BBBI is structured so that Rose has all the decision-making power in the company. Rose is careful not to rub it in and makes it seem like Lila is making a choice when she backs off from her demand for new terms, but really, Lila has to go with Rose’s judgement.
Rock Bottom
Lila’s cushion is gone. She has been building up credit card debt for months now. If she sells her little house, she can see how quickly she would run out of money to pay rent except in the most miniscule and run-down of places. It’s hard to concentrate on the BBBI project, but the project is the only respite from the way money woes spin around in her head, so she works and works on it.
It takes four months for the next payment from the client to come in, not three. It takes another month for the third payment to come in. This lateness isn’t the client’s fault. Despite diving in like a madwoman, Lila found it hard to make the specific refinements she had promised to deliver before those payments could be made.
But she cracked the technical problems. It simply took a little longer than planned.
Turnaround
The client paid BBBI.
BBBI paid Lila.
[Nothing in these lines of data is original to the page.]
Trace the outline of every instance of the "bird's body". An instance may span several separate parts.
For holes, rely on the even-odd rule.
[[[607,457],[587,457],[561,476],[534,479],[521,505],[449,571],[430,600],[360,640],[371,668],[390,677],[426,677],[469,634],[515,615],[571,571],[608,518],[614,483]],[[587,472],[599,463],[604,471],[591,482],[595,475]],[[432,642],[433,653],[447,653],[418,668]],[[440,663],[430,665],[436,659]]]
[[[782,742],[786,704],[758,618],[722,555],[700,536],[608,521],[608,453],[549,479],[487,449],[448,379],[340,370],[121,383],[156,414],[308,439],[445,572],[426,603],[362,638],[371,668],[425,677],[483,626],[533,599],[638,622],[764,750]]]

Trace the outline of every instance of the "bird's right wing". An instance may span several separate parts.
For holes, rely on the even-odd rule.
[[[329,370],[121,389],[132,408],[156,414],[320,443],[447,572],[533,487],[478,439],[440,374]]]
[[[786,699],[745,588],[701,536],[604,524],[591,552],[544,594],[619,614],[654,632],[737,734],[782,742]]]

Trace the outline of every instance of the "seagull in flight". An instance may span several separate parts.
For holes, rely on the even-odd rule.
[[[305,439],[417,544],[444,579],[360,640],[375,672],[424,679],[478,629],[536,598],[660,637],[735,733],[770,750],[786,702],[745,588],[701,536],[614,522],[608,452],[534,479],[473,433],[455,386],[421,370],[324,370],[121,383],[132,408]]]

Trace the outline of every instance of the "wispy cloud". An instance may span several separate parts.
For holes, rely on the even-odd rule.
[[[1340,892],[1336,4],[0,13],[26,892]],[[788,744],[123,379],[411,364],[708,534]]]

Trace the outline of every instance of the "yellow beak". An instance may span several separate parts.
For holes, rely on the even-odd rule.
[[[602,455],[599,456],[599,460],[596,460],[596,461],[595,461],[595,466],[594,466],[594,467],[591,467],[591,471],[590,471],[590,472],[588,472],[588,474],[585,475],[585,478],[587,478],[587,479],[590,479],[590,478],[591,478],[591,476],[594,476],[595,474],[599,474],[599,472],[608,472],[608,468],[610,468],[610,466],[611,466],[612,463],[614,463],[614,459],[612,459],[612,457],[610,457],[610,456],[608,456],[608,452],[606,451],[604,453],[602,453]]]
First it knocks her credit card debt down to a level that lets her breathe again. Then it clears the credit cards.
Then the client started the second project they’ve been discussing with Rose.
Rose meant what she said! The second project starts a fresh cash cushion for Lila. It also wows the client. With subtle encouragement from Rose, the client no longer wants a license deal. They want to buy it all. The patents, trade secrets, know-how… everything!
If they were talking directly with Lila, they would name a price and she would probably accept it without much haggling. Lila understands the materials science behind her building blocks more deeply than anyone can imagine, but she doesn’t know business. Instead the client has to talk with Rose, who only understands the technology of the building blocks enough to market it but knows business and dealmaking the way Lila knows science. Rose sees how the client can make money with Lila’s building blocks, and how much money.
Rose negotiates a deal that gets BBBI a hefty initial payment for the patents and secrets of the building blocks, a nice salary for Lila to spend a year teaching her know-how to the client’s key personnel, and a slice of revenue from sales of products made using any of the intellectual property for the next 8 years (with a minimum that the client has to pay even if they don’t sell anything).
Most of this is split between Lila, Rose and Acme. Lila’s portion is an order of magnitude more than what she probably would have accepted if the client made the deal directly with her. Lila can live comfortably to beyond her hundredth birthday on her portion. The salary for a transition year is a cherry on top for Lila, and for the client it ensures that they have time with her to truly learn how to make and use her building blocks properly.
Unlike the people with the 149 projects Rose didn’t choose, Lila got the holy grail of people who live on lumpy money. Lila left the roller coaster.
And in future years, somewhere people will live and work in buildings made of her magic blocks, well insulated, well protected from floods and safe in all but the worst of earthquakes.